Artist Jonah Criswell’s paintings of apartments distort perspective in a way that Berks would recognize. The lines of floorboards, the edges of walls and ceilings, the trajectories of the hanging drapes — all go vectoring off toward impossible and separate horizons. But Criswell endows the spaces with tactile and recognizable details that convey unmistakable senses of place that would be impossible to achieve with straightforward architectural drawing. These apartments, like Berks’ full-body sculptures, are in fact exaggerated only a small amount.

The focal point of “We Are Home I” is not the television but rather the nighttime cityscape outside the window of the spartan apartment. But, as in real life, a lit television screen demands eyeballs. The one here is playing Andrei Tarkovsky’s 1972 Solaris, the blue tube light falling across floor and furniture. It’s a particular gift of Criswell’s to capture artificial light convincingly, lending his chromatic works a palpable texture under the illumination of reality.

The composition is anchored by a plastic trash can in the lower-right corner.

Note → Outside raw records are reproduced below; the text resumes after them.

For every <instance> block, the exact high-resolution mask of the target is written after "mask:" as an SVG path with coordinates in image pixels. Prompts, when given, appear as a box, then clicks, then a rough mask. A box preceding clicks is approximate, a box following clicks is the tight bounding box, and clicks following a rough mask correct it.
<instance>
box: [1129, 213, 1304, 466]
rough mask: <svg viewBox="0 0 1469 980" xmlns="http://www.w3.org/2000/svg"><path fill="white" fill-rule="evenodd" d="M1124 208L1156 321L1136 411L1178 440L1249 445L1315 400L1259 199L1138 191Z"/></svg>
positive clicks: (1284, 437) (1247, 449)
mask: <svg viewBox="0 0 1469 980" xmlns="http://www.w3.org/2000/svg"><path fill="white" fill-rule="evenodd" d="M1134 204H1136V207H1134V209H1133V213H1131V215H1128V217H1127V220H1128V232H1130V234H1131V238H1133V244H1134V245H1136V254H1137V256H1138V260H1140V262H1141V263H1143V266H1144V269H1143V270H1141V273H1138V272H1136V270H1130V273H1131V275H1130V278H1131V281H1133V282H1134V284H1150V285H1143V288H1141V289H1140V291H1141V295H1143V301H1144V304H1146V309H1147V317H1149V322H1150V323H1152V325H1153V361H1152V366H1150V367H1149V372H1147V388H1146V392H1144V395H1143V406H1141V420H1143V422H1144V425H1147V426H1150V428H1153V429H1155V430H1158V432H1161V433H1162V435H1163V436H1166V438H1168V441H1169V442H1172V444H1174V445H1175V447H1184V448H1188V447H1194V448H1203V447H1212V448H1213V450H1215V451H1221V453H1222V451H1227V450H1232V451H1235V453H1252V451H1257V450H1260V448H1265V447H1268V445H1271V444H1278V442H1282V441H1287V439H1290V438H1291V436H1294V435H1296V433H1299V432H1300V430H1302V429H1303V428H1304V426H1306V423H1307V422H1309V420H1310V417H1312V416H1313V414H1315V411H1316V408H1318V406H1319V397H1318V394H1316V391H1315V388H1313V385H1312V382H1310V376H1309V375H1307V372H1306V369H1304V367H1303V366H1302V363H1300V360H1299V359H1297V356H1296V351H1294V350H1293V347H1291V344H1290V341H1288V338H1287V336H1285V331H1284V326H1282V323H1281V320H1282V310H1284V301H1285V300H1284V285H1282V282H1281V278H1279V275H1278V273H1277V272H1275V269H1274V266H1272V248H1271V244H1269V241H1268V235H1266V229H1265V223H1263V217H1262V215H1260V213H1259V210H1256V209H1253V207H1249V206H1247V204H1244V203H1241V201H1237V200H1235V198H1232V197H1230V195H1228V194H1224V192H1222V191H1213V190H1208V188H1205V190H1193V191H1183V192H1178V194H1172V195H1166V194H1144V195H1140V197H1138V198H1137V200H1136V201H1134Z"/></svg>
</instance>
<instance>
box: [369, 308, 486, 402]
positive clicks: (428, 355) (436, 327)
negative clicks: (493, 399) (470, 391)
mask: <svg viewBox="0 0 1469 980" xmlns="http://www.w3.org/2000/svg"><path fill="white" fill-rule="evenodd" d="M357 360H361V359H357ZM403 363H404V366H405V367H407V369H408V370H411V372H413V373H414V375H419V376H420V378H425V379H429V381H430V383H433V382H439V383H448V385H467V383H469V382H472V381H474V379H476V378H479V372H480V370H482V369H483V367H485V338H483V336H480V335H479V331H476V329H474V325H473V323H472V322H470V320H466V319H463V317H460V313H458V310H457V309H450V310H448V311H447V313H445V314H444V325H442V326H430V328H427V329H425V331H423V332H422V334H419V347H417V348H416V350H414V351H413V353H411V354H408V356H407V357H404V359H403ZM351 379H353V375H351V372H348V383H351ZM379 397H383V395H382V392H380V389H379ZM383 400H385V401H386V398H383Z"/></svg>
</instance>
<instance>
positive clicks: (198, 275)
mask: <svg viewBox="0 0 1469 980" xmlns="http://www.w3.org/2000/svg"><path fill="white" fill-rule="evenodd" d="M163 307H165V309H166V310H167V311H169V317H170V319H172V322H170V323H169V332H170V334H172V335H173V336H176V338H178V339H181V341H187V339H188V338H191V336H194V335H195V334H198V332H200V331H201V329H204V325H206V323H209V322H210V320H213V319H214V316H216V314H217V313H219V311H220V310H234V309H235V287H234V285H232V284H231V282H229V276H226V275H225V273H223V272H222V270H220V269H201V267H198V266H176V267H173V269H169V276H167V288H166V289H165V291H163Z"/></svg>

It’s stuffed with exactly the kind of packaging-intensive post-consumer waste that you’d expect to see in the underfurnished apartment of a job-market newbie. Criswell is interested in apartments not as homes but as transitional spaces: entry-level residences of the newly graduated or uncomplicated, temporary shelters for the upwardly mobile. They are places to which nobody becomes attached, indifferent enclosures for successive occupants. He has, after all, called this exhibit of paintings and large-scale graphite drawings Reside, as opposed to, say, Dwell or Nest or anything else indicating domestic permanence.

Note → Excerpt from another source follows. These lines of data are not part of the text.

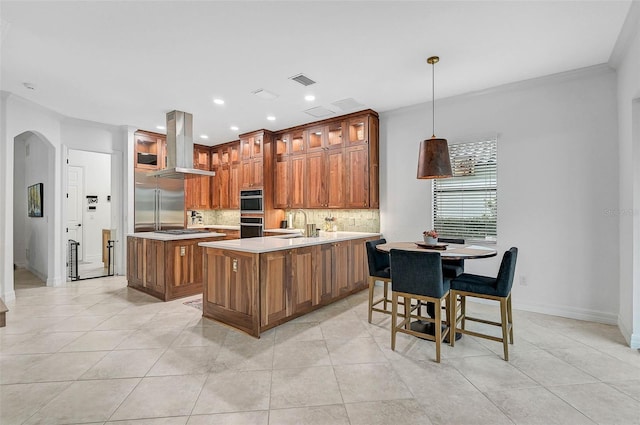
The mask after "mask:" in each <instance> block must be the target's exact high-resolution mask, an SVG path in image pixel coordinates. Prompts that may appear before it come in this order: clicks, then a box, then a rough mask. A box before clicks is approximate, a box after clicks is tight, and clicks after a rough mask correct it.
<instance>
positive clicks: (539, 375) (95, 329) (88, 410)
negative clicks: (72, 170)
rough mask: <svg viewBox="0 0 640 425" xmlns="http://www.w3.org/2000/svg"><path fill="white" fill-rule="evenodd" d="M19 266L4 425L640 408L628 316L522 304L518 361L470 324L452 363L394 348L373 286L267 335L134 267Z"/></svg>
mask: <svg viewBox="0 0 640 425" xmlns="http://www.w3.org/2000/svg"><path fill="white" fill-rule="evenodd" d="M16 281H17V282H18V283H17V284H16V295H17V297H16V300H15V301H14V302H11V303H9V305H8V307H9V308H10V312H9V315H8V320H7V321H8V325H7V327H5V328H1V329H0V347H1V349H0V382H1V385H0V423H1V424H3V425H14V424H15V425H17V424H89V423H90V424H94V423H95V424H121V425H124V424H127V425H129V424H131V425H133V424H136V425H205V424H206V425H214V424H225V425H229V424H262V425H266V424H272V425H273V424H295V425H304V424H317V425H327V424H336V425H340V424H351V425H356V424H358V425H359V424H363V425H364V424H367V425H375V424H396V423H402V424H421V425H425V424H427V425H428V424H456V425H459V424H492V425H493V424H640V354H639V353H638V351H637V350H632V349H630V348H629V347H627V346H626V345H625V343H624V340H623V338H622V336H621V335H620V332H619V331H618V329H617V328H616V327H615V326H607V325H602V324H598V323H592V322H582V321H577V320H569V319H562V318H558V317H552V316H545V315H541V314H534V313H528V312H522V311H515V312H514V315H515V317H514V321H515V338H516V341H515V345H513V346H512V347H511V351H510V353H511V361H510V362H505V361H503V360H502V357H501V353H502V347H501V345H500V344H499V343H495V342H492V341H488V340H483V339H476V338H473V337H469V336H465V337H464V338H463V339H462V340H460V341H459V342H458V343H457V344H456V346H455V347H454V348H451V347H449V346H445V347H443V353H442V363H440V364H437V363H435V362H434V361H433V359H434V355H435V350H434V345H433V343H431V342H427V341H424V340H420V339H416V338H413V337H411V336H407V335H398V342H397V347H396V351H395V352H394V351H391V350H390V331H389V324H390V319H389V317H388V316H384V315H382V314H374V323H372V324H369V323H367V294H366V291H365V292H362V293H359V294H356V295H353V296H351V297H349V298H347V299H344V300H342V301H339V302H337V303H335V304H332V305H330V306H327V307H324V308H322V309H320V310H317V311H315V312H313V313H310V314H308V315H306V316H303V317H301V318H298V319H296V320H294V321H292V322H289V323H287V324H284V325H282V326H279V327H277V328H275V329H272V330H270V331H268V332H265V333H264V334H263V335H262V337H261V338H260V339H254V338H252V337H249V336H246V335H244V334H242V333H240V332H237V331H234V330H230V329H228V328H226V327H223V326H221V325H219V324H217V323H215V322H213V321H210V320H208V319H203V318H202V317H201V313H200V311H199V310H197V309H195V308H193V307H189V306H185V305H184V304H183V302H184V301H187V300H190V299H193V297H192V298H187V299H182V300H176V301H172V302H167V303H163V302H160V301H158V300H156V299H154V298H152V297H150V296H147V295H145V294H142V293H140V292H137V291H135V290H131V289H128V288H127V287H126V281H125V279H124V278H123V277H111V278H104V279H95V280H87V281H80V282H69V283H67V284H66V285H64V286H63V287H58V288H49V287H44V286H43V285H42V283H41V282H38V281H37V279H34V278H33V276H32V275H30V274H28V273H27V272H24V271H18V272H17V274H16ZM471 308H472V309H473V310H474V311H475V312H477V313H478V314H479V315H491V314H493V313H494V311H495V309H494V308H489V307H488V306H486V305H476V304H472V305H471Z"/></svg>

The paintings feature no human figures and minimal evident furniture, yet somehow they don’t feel completely vacant. “We Are Home II” again glows with overhead lighting that casts hard shadows under furniture and around corners. The artist’s preoccupation with skewed perspective shows here with the impossible foreground placement of another Rubbermaid kitchen trash can. Blue LEDs backlight the keys of an Apple MacBook, its screen displaying a first-person shooter any reasonably experienced gamer will recognize as Call of Duty. The game provides a key to understanding Criswell’s apartment paintings. The viewpoint is first-person, as in the game. Criswell includes no human occupants in order to make the observer the tenant.

In the series of large graphite drawings, the artist pursues the same goals with a different, more labor-intensive strategy. Criswell has reproduced images taken from low-res digital photos used in apartment advertisements, blowing them beyond scale to the level of individual pixels. “Great 2 Bdrm Perfect for College Students” starts as a plain-Jane image of an apartment’s entryway, a countertop surface in the foreground, a mass-produced half-globe light fixture hanging from the ceiling. Criswell, though, has broken the image into a grid in which tiny individual squares define both the tonal gradations and the scan lines introduced by low-grade digital photography. In this way, he honors the original images while still capturing — and intensifying — the vacant feel of an unoccupied flat. It’s almost possible to smell paint and cleansers, the odors from empty cabinets.

The vertical scan lines of some cheap digital camera also center “2 Bdrm Aprtmnt Great View No Utilities,” a view of a living room with French doors and what appears to be a ceiling fan. Criswell doesn’t skew the perspective in these drawings, but that’s not the only way he knows to exaggerate the elements which most convey the spirit of a particular place. Here, by adhering to the low-res information imparted by digital reproduction, he captures the strange twining of isolation and possibility imbued in an empty living space. As in the paintings, no human is visible here. But the camera’s flash, rendered by hand, reflects in the door’s glass panes.